ADR-0025: Async-to-Sync Backend Adapter (AsyncBackendSyncAdapter)

Status

Accepted

Context

ADR-0012 set up the hybrid async/sync model: AsyncBackend is the async ABC, Backend is the sync ABC, and SyncBackendAdapter bridges a sync Backend into the async world via asyncio.to_thread. Only one direction was specified.

ID-127 introduces the Graph backend, the project's first async-native backend. Sync callers of Store must still be able to use it, which requires the inverse bridge: run an async backend from sync code. RFC-0010 § Async posture defers the design of that bridge to this ADR and makes ID-141 a prerequisite of the Graph implementation PR. (ID-141 was renumbered from ID-128, which collided with the completed Capability.ATOMIC_MOVE item in BACKLOG-DONE.md.)

The async→sync direction is non-trivial because:

  • Python's asyncio does not allow re-entering a running event loop. loop.run_until_complete() from inside a running loop raises RuntimeError.
  • asyncio.run() creates and tears down a new loop on every call, which defeats connection pooling and client reuse inside async SDKs (httpx.AsyncClient, aiohttp, MSAL cache handles).
  • Sync callers may arrive from arbitrary threads, including threads with no current event loop and threads that happen to be hosting one (notebooks, GUI toolkits, pytest-asyncio).
  • Cancellation, error propagation, and resource cleanup must survive the boundary crossing in both directions.

Four candidate mechanisms were considered:

Option A — asyncio.run() per call. Simple; creates a fresh loop for each sync method, submits the coroutine, tears down. Rejected: prevents the backend's async client from being reused across calls, forfeits connection pools, multiplies auth-token refreshes, and still fails if the caller is already inside a running loop.

Option B — Reuse the caller's running loop. Not possible without patching; run_until_complete() on a running loop raises, and scheduling a coroutine plus blocking on the same loop deadlocks.
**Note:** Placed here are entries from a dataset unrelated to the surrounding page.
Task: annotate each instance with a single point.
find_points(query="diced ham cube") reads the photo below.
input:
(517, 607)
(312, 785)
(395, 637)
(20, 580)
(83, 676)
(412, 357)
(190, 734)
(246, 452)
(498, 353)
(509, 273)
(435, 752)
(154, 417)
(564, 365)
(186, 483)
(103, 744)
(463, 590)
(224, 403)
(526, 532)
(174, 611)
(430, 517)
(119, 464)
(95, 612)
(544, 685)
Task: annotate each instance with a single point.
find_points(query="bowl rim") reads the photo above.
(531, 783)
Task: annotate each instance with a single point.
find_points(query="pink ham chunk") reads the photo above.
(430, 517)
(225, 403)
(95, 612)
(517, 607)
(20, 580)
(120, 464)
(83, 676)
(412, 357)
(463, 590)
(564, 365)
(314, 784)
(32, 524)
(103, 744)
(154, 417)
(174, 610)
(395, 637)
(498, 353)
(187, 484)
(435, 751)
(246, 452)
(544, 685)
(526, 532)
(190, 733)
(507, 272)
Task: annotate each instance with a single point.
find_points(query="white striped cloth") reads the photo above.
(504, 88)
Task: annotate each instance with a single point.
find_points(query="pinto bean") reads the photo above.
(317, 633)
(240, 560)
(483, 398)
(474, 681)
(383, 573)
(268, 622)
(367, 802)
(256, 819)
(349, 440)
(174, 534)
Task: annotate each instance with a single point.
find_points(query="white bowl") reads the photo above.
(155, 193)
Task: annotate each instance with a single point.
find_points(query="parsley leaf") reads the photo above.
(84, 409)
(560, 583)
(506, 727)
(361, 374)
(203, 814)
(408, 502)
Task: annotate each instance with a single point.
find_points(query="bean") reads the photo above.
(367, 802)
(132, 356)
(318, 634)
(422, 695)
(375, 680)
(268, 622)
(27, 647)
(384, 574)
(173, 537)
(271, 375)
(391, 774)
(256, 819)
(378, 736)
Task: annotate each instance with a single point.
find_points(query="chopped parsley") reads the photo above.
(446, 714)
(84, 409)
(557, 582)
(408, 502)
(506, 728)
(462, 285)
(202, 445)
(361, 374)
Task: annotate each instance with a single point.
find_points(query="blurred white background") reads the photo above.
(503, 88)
Option C — nest_asyncio. A third-party monkey-patch that allows nested run_until_complete. Rejected as the default: patches the global asyncio module (process-wide side effect), is an optional dependency, and is a known source of hard-to-reason-about behaviour in libraries that share the runtime with other async frameworks.

Option D — Private event loop in a background thread. Adapter owns one asyncio loop running in a dedicated daemon thread for its lifetime. Sync methods submit coroutines via asyncio.run_coroutine_threadsafe() and block on the returned concurrent.futures.Future. This is the standard "run async from sync" pattern documented in the asyncio stdlib and battle-tested in multiple bridge libraries.

Decision

Introduce a new class AsyncBackendSyncAdapter under remote_store.aio that implements the sync Backend ABC by delegating to an AsyncBackend running on a private event loop in a dedicated background thread. Do not invert SyncBackendAdapter; the execution direction is different enough that two distinct adapters are clearer than one parameterised bridge.

The AsyncBackendSyncAdapter is the mirror of SyncBackendAdapter (ADR-0012). Together they provide the full bidirectional bridge the hybrid model needs.

Ownership model

  • One loop per adapter instance. The adapter creates a new asyncio.new_event_loop() and starts a daemon threading.Thread that runs loop.run_forever(). The loop is private — not shared, not exposed, not reused across adapter instances.
  • One thread per adapter instance. The loop thread is created in __init__ and joined in close(). It is dedicated to this adapter; no other work is scheduled on it.
  • Thread-safe for concurrent sync callers. Multiple threads may call sync methods on the same adapter concurrently. Each call submits an independent coroutine to the loop and blocks on its own future. Ordering between concurrent callers is not guaranteed; callers that need deterministic ordering must coordinate externally (e.g. their own lock or queue).

Submission and blocking

  • Each sync method wraps the corresponding AsyncBackend coroutine and submits it via asyncio.run_coroutine_threadsafe(coro, loop).
  • The sync method blocks on the returned concurrent.futures.Future. Future.result() propagates the coroutine's return value or re-raises its exception.
  • Non-I/O methods (name, capabilities, to_key, native_path, resolve, unwrap) delegate directly to the wrapped async backend without the loop, mirroring SyncBackendAdapter's passthrough.
  • I/O methods that return scalars or Noneexists, is_file, is_folder, read_bytes, get_file_info, get_folder_info, move, copy, delete, delete_folder, check_health — follow the standard submit-and-block pattern. check_health() is explicitly not a no-op: connectivity errors from the wrapped async backend must reach the sync caller verbatim.
  • Future.result() blocks without a per-call timeout. Timeout responsibility belongs to the wrapped AsyncBackend: backends should impose their own timeouts internally (e.g. asyncio.wait_for) or rely on SDK session-level timeouts. The adapter's close(timeout=…) provides a global shutdown bound; there is no per-operation equivalent.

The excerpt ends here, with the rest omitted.